During the hour-and-15-minute-long event on the 17th of Tamuz fast day, watched by people in New York, several US states, and Israel, a series of speakers recounted the rabbi’s dedication to the Jewish community of his neighborhood and of the city, and to the State of Israel, but particularly to his congregation and his family.
Paul Glasser, the congregation’s High Holydays chazan for many years, began the tribute by singing the Star-Spangled Banner and Hatikvah, and ended it with the Keil Malei Rachamim.
Aviva Pinchuk, Rabbi Schonfeld’s daughter and eldest child, in remarks from her home in Israel, called the rabbi “a gadol ha’dor,” a great man in his generation.
Rabbi Schonfeld, in shepherding the synagogue’s steady, multi-generational growth over the decades, influenced many people from unobservant backgrounds to take on an Orthodox lifestyle, several speakers said.
“He was a great politician” with an instinct of when to criticize people’s actions or statements, and when to approach someone with a kinder attitude, said Rabbi Mordechai Willig, a former resident of Kew Gardens Hills who now serves as spiritual leader of the Young Israel or Riverdale. “He always tried to make peace, when possible.” Rabbi Willig, the event’s keynote speaker, said that Rabbi Schonfeld combined the best traits of the Torah’s Joshua and Caleb, the two Spies – among the dozen dispatched by Moses to the Promised Land – who brought back a favorable report about Canaan and tried to still the other Spies’ negative words.
Rabbi Schonfeld, whom Rabbi Willig called “my rabbi,” was a lifelong student and proponent of the philosophy of Rabbi Joseph B. Soloveitchik, better known as “the Rav,” Rabbi Willig said. “He was always youthful,” Rabbi Willig said. “He was always moving – even if he could not move physically, he was moving spiritually.”
The tribute featured pictures of Rabbi Schonfeld from his early days as a clean-shaven young rabbi to his later years with a well-trimmed, graying beard.
Rabbi Schonfeld, who came from a Gerrer chasidic background, was raised in Poland, moved with his family to Vienna before World War II began, then immigrated to England as part of the Kindertransport program that saved the lives of some 10,000 young Jewish children.

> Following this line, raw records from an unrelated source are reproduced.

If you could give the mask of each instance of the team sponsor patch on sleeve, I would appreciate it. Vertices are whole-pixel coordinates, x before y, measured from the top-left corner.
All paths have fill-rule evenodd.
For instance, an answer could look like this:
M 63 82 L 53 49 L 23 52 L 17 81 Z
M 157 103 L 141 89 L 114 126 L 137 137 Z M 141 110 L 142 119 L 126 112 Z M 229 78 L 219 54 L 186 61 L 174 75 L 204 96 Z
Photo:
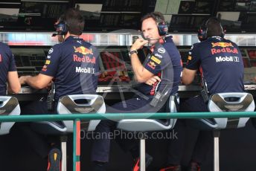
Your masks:
M 158 58 L 156 58 L 155 56 L 152 55 L 150 57 L 150 59 L 154 61 L 157 64 L 160 64 L 161 63 L 161 60 Z

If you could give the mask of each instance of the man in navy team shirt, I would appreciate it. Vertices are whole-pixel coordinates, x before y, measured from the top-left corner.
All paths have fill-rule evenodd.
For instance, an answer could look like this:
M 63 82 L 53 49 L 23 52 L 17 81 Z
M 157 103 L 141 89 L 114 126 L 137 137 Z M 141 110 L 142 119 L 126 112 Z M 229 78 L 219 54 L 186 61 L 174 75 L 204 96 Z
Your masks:
M 77 94 L 96 94 L 99 72 L 99 53 L 95 47 L 79 36 L 84 28 L 84 18 L 79 10 L 68 9 L 56 24 L 58 40 L 48 51 L 45 65 L 37 76 L 23 76 L 21 84 L 41 89 L 46 88 L 52 80 L 55 85 L 54 113 L 62 96 Z M 38 103 L 40 103 L 38 105 Z M 40 113 L 45 110 L 45 102 L 38 102 L 27 107 L 30 113 Z M 35 113 L 33 113 L 35 114 Z M 22 127 L 31 145 L 42 158 L 46 157 L 48 144 L 45 138 L 28 127 Z M 33 138 L 33 140 L 31 140 Z M 40 146 L 39 149 L 36 146 Z M 60 170 L 60 151 L 53 148 L 48 155 L 47 170 Z M 54 161 L 53 158 L 57 158 Z
M 150 105 L 156 93 L 160 91 L 166 94 L 164 98 L 166 100 L 170 94 L 178 91 L 182 69 L 181 57 L 172 36 L 166 36 L 167 26 L 164 16 L 160 13 L 151 13 L 144 16 L 141 22 L 141 30 L 145 39 L 138 39 L 129 52 L 135 79 L 140 83 L 136 88 L 139 93 L 132 99 L 109 106 L 106 109 L 107 112 L 157 112 L 161 111 L 165 103 L 159 103 L 156 107 Z M 141 64 L 137 51 L 148 43 L 153 45 L 151 53 Z M 106 170 L 110 147 L 110 138 L 108 136 L 116 128 L 116 123 L 113 120 L 103 120 L 96 128 L 95 133 L 102 133 L 107 137 L 94 141 L 92 161 L 95 171 Z M 137 158 L 138 150 L 133 148 L 129 149 L 134 152 L 132 152 L 132 157 Z M 137 161 L 135 161 L 133 169 L 139 168 Z
M 0 42 L 0 96 L 6 95 L 7 83 L 8 91 L 10 93 L 19 91 L 21 86 L 13 54 L 7 45 Z
M 205 35 L 199 35 L 202 42 L 194 44 L 189 51 L 187 65 L 183 69 L 182 83 L 191 84 L 199 70 L 205 80 L 208 94 L 243 92 L 243 62 L 238 46 L 224 39 L 220 21 L 210 18 L 205 22 Z M 181 105 L 181 112 L 208 112 L 202 96 L 189 98 Z M 178 120 L 174 127 L 179 139 L 173 140 L 168 149 L 167 164 L 161 171 L 180 171 L 185 144 L 185 120 Z M 199 131 L 192 154 L 188 171 L 201 170 L 200 165 L 211 148 L 212 132 Z

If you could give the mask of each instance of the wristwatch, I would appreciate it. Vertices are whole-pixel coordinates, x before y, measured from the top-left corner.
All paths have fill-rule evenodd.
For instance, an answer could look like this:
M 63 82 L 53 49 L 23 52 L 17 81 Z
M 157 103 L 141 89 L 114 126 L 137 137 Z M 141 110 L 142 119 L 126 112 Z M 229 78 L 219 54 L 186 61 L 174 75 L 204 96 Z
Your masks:
M 133 54 L 138 54 L 137 50 L 129 51 L 129 57 L 131 57 L 131 55 Z

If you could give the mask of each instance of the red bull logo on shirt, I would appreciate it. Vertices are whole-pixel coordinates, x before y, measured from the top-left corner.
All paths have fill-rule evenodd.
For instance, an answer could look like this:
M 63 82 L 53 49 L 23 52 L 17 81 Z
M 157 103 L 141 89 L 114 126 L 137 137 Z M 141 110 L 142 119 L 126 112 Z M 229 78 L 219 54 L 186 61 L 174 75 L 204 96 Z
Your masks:
M 237 48 L 228 48 L 228 47 L 234 47 L 231 42 L 212 42 L 211 43 L 212 48 L 214 47 L 221 47 L 222 48 L 211 48 L 211 54 L 216 54 L 219 53 L 233 53 L 233 54 L 238 54 L 238 51 Z
M 83 46 L 80 46 L 78 48 L 76 48 L 75 46 L 74 46 L 74 52 L 78 52 L 78 53 L 80 53 L 83 55 L 86 55 L 86 54 L 93 54 L 92 53 L 92 49 L 89 49 L 89 48 L 86 48 Z

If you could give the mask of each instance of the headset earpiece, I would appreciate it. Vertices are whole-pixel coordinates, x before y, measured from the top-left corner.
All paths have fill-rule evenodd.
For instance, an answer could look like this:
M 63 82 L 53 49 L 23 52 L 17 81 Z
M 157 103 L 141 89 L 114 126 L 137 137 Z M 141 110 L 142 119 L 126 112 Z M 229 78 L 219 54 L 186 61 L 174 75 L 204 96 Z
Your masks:
M 58 24 L 54 25 L 58 35 L 65 35 L 68 33 L 68 25 L 66 22 L 60 21 Z

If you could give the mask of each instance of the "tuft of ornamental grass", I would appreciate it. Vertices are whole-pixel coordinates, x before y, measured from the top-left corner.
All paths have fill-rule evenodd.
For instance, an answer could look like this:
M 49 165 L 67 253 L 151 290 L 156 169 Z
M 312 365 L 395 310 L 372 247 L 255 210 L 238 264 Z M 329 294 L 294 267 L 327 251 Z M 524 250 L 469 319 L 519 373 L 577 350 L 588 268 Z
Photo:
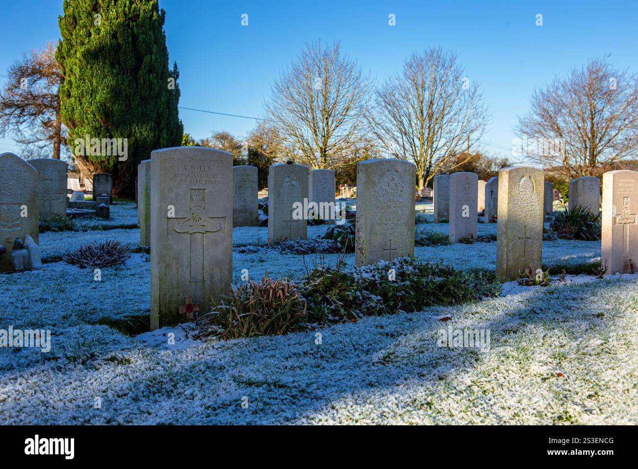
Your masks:
M 549 229 L 563 239 L 597 241 L 600 239 L 600 214 L 580 205 L 557 212 Z
M 104 242 L 94 242 L 77 249 L 67 251 L 63 257 L 67 264 L 86 267 L 107 267 L 124 264 L 131 257 L 128 246 L 119 241 L 107 239 Z
M 288 279 L 248 281 L 222 297 L 197 321 L 198 337 L 225 340 L 287 334 L 304 328 L 306 301 Z

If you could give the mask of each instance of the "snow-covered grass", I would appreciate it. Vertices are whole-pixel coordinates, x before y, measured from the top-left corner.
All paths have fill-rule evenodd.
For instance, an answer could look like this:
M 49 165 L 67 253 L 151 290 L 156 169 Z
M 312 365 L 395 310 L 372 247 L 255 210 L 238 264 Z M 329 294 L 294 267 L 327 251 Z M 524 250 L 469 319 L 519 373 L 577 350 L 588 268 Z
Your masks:
M 315 332 L 173 351 L 115 338 L 119 351 L 3 373 L 0 421 L 637 424 L 637 310 L 638 281 L 612 279 L 367 318 L 322 330 L 320 345 Z M 489 350 L 438 346 L 448 327 L 489 329 Z
M 108 226 L 137 221 L 134 204 L 111 208 Z M 417 231 L 448 232 L 427 207 L 420 216 L 428 223 Z M 94 229 L 42 234 L 43 258 L 107 239 L 138 245 L 138 229 L 85 221 Z M 496 234 L 496 226 L 480 223 L 478 235 Z M 308 236 L 327 228 L 309 227 Z M 265 227 L 235 228 L 234 244 L 236 281 L 243 269 L 253 279 L 267 271 L 299 278 L 304 262 L 319 262 L 268 249 Z M 546 266 L 600 257 L 599 242 L 545 241 L 543 249 Z M 494 270 L 496 249 L 496 242 L 417 247 L 415 256 Z M 352 266 L 354 255 L 346 260 Z M 115 324 L 148 316 L 149 256 L 101 273 L 96 281 L 93 269 L 50 262 L 0 275 L 0 329 L 52 335 L 48 353 L 0 348 L 0 424 L 638 423 L 638 276 L 510 285 L 503 298 L 328 327 L 317 345 L 315 332 L 202 343 L 179 327 L 130 337 Z M 490 350 L 437 346 L 449 325 L 489 329 Z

He settled in the United States in 1950. The tribute included excerpts from a “Names, Not Numbers” oral history in which he described his childhood in Vienna and his eventual immigration to England.
Rabbi Schonfeld studied at Yeshiva University’s Rabbi Isaac Elchanan Theological Seminary, developing a close relationship with Rabbi Soloveitchik, the philosophical leader of the Modern Orthodox movement; then in 1953, as a young rabbi, he was part of a few families who founded Kew Gardens Hills’ Young Israel as a basement minyan. Over the following years, the rabbi guided the congregation’s growth and participated in a wide variety of religious and educational initiatives in Queens and New York City.
Rabbi Stuart Verstandig, president of the Young Israel, served as moderator of the event, which noted Rabbi Schonfeld’s “life and achievements.”
Esther Lopata, a veteran member of the congregation, shared her memories of the shul’s early days, when members met in one family’s basement, and of how “not-yet-Rabbi Fabian,” still a s’michah student at Yeshiva University, demonstrated his leadership potential.
“He was first and foremost the rav of some 800 families,” Glasser said. “He saw no boundaries to his rabbinate. He understood what being a Jewish leader was all about. He was not just a presence, but a force” in many local and national Jewish organizations. Rabbi Schonfeld left “a legacy that will continue to grow,” Glasser said.